It has been a good month for finding music around here. Leading up to now, I've been overplaying Marvin Gaye's legendary album What's Going On. It makes me think, it hints at hope, I feel it has so much relevance in society right now that I can't believe more people aren't talking about it. That being said, I'm in a real heavy place musically. 

I've been drawn to heavy, sad music since I was young. I could blame Robert Smith, however I love it so much. I find such life within the tracks of heavy albums. It's as if I need to further punish my over-empathetic nature, but I come through a more complete human. 

This new Michael Kiwanuka record Love & Hate has me floored. It's so damn good. It's a reflection of sadness, bewilderment and wonder, played out in cinematic form. There's a level of introspection that as you listen, that keeps you wanting him to find his answers, however we know it's too early for a neat resolution. The depth of emotion is astounding. "Cold Little Heart" as a ten minute introduction to the record is amazing. Moving through to "Love & Hate", you're listening to his arc of the story and other emotions are coming forward. As the record progresses, things get better... but you know it's gonna take a while to fully come out of this. As I was reading what other people have written about the record, Marcus J. Moore seemed to nail it - "Kiwanuka speaks to the hearts of those who want the best out of humanity, even as the world implodes."
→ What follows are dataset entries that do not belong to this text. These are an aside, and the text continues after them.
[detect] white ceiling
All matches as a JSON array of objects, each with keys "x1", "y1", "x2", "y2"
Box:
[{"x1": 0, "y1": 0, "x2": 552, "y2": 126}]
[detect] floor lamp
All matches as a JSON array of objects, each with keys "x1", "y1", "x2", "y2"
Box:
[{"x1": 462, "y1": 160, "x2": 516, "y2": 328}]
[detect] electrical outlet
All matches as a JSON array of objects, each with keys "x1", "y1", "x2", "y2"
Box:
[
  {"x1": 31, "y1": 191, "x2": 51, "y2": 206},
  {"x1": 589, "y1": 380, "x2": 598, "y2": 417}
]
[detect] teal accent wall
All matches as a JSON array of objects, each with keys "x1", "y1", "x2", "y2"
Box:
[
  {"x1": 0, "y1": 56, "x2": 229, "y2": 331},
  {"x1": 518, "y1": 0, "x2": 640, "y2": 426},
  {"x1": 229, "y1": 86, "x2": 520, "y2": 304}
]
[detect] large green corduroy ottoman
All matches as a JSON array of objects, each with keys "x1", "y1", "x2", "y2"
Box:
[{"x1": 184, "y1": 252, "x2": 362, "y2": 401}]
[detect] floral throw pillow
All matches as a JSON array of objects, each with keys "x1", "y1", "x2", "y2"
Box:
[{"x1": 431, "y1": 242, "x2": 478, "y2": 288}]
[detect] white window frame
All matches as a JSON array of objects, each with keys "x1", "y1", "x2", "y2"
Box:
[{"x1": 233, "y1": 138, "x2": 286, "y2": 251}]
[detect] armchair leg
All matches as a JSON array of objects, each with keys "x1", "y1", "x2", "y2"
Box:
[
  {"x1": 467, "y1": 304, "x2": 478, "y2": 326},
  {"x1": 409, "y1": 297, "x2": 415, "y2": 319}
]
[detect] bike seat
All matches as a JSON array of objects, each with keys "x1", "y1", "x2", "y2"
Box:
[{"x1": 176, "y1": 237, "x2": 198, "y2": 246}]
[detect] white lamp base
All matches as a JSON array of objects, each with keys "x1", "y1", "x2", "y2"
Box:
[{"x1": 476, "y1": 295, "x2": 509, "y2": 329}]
After devouring this album, I had to purchase Kiwanuka's first record from 2012 - Home Again. It's not nearly as heavy, but shares so much personality and emotion that it absolutely stands on its own. The depth in production is wonderful, layers and layers of sound... woodwind, strings, crisp percussion, and melody for days. You'll definitely feel the comfort of 60s and 70s era greats, providing an immediate familiarity. Maybe it's the best way to come back from Love & Hate even though it's from four years earlier?

If there's one person that has felt the depth of sorrow that Kiwanuka displays on Love & Hate, but has come out wiser and more confident, that guy is Lee Fields. The new record Special Night from Lee Fields & The Expressions is like a road map for how to be self aware and confident. There's heavy emotion, but with a stride that inspires you. I want to hang out with this guy, I want to learn from him.

The record starts with "Special Night", a super sentimental song to his dream lady, rolls into "I'm Coming Home" which continues this romance, then hit's a rocky patch with "Work To Do", which signals that he might have screwed something up. We all know it can't be romantic bliss all the time, and this makes us all nod with the realization that Fields is an expert in human behavior.

As the album progresses, "Make The World" is an amazing anthem that everyone should listen to. He sings "We can make the world better - if we come together...". As you listen to this record, you become a better human and Fields seems to know the path to get you there.